Глава десятая
Постояльцы наши время от времени исчезали, а потом возвращались, и мы никогда не знали, как долго нам радоваться свободе. Чаще всего их не было два-три дня. Наверное, их перебрасывали на фронт. По их настроению потом легко можно было догадаться, с каким успехом они воевали. Похоже, что пока им сильно везло, потому что возвращались они веселыми и усталыми, как после хорошего труда.
– Никогда эта война не кончится, – вздыхала мама, с тоской поворачивая голову в сторону коридорчика, где раздавался шум.
Перед отъездом Фриц уже без вежливого «битте» оставлял маме белье для стирки. Чтобы не связываться с немцами, мама стирала все в тот же вечер, не откладывая, а потом устраивала нам в кухне баню, радуясь сэкономленному кусочку мыла.
Но в последний раз немцы снялись ночью, очевидно – по тревоге. Нас разбудил грохот поспешных сапог по лестнице вниз, а потом возбужденные голоса за окнами в саду.
– Может, это наши наступают? – шепнула Ната.
Немцы не успели даже оставить свое грязное барахло, но кусок мыла мама обнаружила поверх застеленного одеяла на одной из коек. Раздумывая, что бы это значило, она не удержалась и отрезала от брусочка «нашу» долю, а потом очень переживала, что получилось все-таки заметно. Но не откладывать же семейную баню, если постояльцы исчезли надолго!
И, правда, прошло больше десяти дней, а их не было.
– Может, поубивало их? – мечтала Ната, озвучивая и наши надежды.
Вот уже осталось два дня до Нового, 1942 года, а немцы как в воду канули. Зато пришел папа! Не досидел в колхозе до весны, не мог вынести тревоги за нас, брошенных, съевших весь запас пищи... Папа принес немного продуктов, даже подсолнечное масло, «олию».

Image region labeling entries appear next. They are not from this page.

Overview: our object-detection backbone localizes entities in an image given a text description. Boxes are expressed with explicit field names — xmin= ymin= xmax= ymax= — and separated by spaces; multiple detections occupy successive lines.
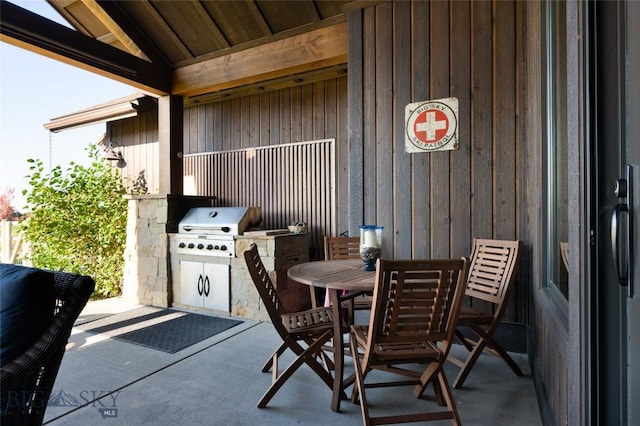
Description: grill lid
xmin=178 ymin=207 xmax=261 ymax=236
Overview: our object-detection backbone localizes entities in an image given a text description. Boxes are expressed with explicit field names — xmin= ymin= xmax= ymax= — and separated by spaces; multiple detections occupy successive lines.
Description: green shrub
xmin=22 ymin=145 xmax=127 ymax=297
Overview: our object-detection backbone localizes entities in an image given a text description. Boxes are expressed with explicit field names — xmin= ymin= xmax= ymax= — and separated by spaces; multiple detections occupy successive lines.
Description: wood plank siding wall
xmin=105 ymin=109 xmax=160 ymax=193
xmin=184 ymin=139 xmax=335 ymax=253
xmin=348 ymin=1 xmax=528 ymax=322
xmin=184 ymin=76 xmax=348 ymax=257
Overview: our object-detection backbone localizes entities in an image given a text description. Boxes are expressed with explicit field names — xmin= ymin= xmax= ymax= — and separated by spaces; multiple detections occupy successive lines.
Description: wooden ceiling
xmin=0 ymin=0 xmax=368 ymax=102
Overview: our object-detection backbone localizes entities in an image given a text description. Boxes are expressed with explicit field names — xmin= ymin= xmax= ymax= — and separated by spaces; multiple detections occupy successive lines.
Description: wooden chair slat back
xmin=466 ymin=239 xmax=521 ymax=305
xmin=369 ymin=258 xmax=466 ymax=345
xmin=244 ymin=243 xmax=286 ymax=328
xmin=324 ymin=237 xmax=360 ymax=260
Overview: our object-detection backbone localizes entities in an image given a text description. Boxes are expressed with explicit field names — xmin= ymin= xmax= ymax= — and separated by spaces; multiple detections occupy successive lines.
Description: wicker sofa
xmin=0 ymin=264 xmax=95 ymax=426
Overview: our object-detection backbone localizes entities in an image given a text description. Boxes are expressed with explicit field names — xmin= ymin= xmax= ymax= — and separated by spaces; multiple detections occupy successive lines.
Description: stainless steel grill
xmin=175 ymin=207 xmax=262 ymax=257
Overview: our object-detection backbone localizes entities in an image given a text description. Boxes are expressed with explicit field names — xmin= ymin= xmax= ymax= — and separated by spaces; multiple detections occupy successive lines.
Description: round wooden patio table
xmin=287 ymin=259 xmax=376 ymax=411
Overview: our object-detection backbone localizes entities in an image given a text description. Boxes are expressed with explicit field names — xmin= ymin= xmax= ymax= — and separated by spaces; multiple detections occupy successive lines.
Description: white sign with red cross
xmin=404 ymin=98 xmax=458 ymax=152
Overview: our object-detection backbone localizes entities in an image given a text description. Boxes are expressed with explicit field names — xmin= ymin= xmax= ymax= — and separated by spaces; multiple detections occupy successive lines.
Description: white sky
xmin=0 ymin=0 xmax=136 ymax=212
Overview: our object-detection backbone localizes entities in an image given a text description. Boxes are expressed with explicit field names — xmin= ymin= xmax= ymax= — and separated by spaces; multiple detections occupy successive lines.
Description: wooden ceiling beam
xmin=0 ymin=1 xmax=171 ymax=95
xmin=92 ymin=0 xmax=170 ymax=67
xmin=193 ymin=3 xmax=231 ymax=49
xmin=80 ymin=0 xmax=149 ymax=59
xmin=245 ymin=0 xmax=273 ymax=37
xmin=172 ymin=22 xmax=348 ymax=96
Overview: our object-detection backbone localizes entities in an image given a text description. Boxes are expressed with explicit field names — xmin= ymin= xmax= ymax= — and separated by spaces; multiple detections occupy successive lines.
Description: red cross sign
xmin=405 ymin=98 xmax=458 ymax=152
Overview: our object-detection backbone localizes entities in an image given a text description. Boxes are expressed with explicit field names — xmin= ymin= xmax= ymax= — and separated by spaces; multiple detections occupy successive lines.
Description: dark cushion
xmin=0 ymin=263 xmax=55 ymax=366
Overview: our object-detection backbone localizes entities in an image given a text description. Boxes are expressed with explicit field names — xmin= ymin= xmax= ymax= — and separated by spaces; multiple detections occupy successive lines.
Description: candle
xmin=363 ymin=229 xmax=378 ymax=247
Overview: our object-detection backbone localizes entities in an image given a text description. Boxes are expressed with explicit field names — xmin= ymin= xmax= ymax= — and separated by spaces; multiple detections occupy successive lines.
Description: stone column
xmin=122 ymin=194 xmax=171 ymax=308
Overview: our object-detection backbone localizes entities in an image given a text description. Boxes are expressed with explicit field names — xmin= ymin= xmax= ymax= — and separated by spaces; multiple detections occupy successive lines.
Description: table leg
xmin=328 ymin=289 xmax=344 ymax=412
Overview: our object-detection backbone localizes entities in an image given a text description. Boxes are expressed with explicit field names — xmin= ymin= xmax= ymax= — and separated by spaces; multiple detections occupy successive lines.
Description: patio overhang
xmin=43 ymin=93 xmax=157 ymax=133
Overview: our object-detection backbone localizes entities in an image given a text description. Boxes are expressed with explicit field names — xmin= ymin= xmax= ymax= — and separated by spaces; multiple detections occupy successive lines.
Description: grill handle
xmin=182 ymin=225 xmax=231 ymax=232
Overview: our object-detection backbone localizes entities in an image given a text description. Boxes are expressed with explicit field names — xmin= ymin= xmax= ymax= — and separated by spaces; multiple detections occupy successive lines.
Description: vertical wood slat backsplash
xmin=184 ymin=139 xmax=335 ymax=255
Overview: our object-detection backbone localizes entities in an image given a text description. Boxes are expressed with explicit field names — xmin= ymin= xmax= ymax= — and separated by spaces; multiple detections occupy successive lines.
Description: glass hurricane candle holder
xmin=360 ymin=225 xmax=383 ymax=271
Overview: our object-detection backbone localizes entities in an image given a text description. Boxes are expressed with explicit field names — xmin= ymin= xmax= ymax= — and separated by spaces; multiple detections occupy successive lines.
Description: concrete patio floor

Мы были счастливы: в доме тепло, мы вместе, без чужих, у нас есть еда, и никто больше не сунется из чужих немцев – место-то занято! А «свои»... вдруг и точно их поубивало? Тогда нам достанется весь кусок мыла и суконные одеяла, которые можно обменять на продукты. Но если они вернутся, что будет с папой? Вдруг угонят в Германию? Его, полуслепого?
Волнуясь о папе, мама совсем забыла про мыло со следами преступления и о грязном белье.
За день до Нового года тетя Рая прибежала с новостью: местная управа, где работали украинцы, организовала для детей елку в бывшем детсаду завода «Коминтерн».
– Говорят, и подарки будут! Надо вести детей!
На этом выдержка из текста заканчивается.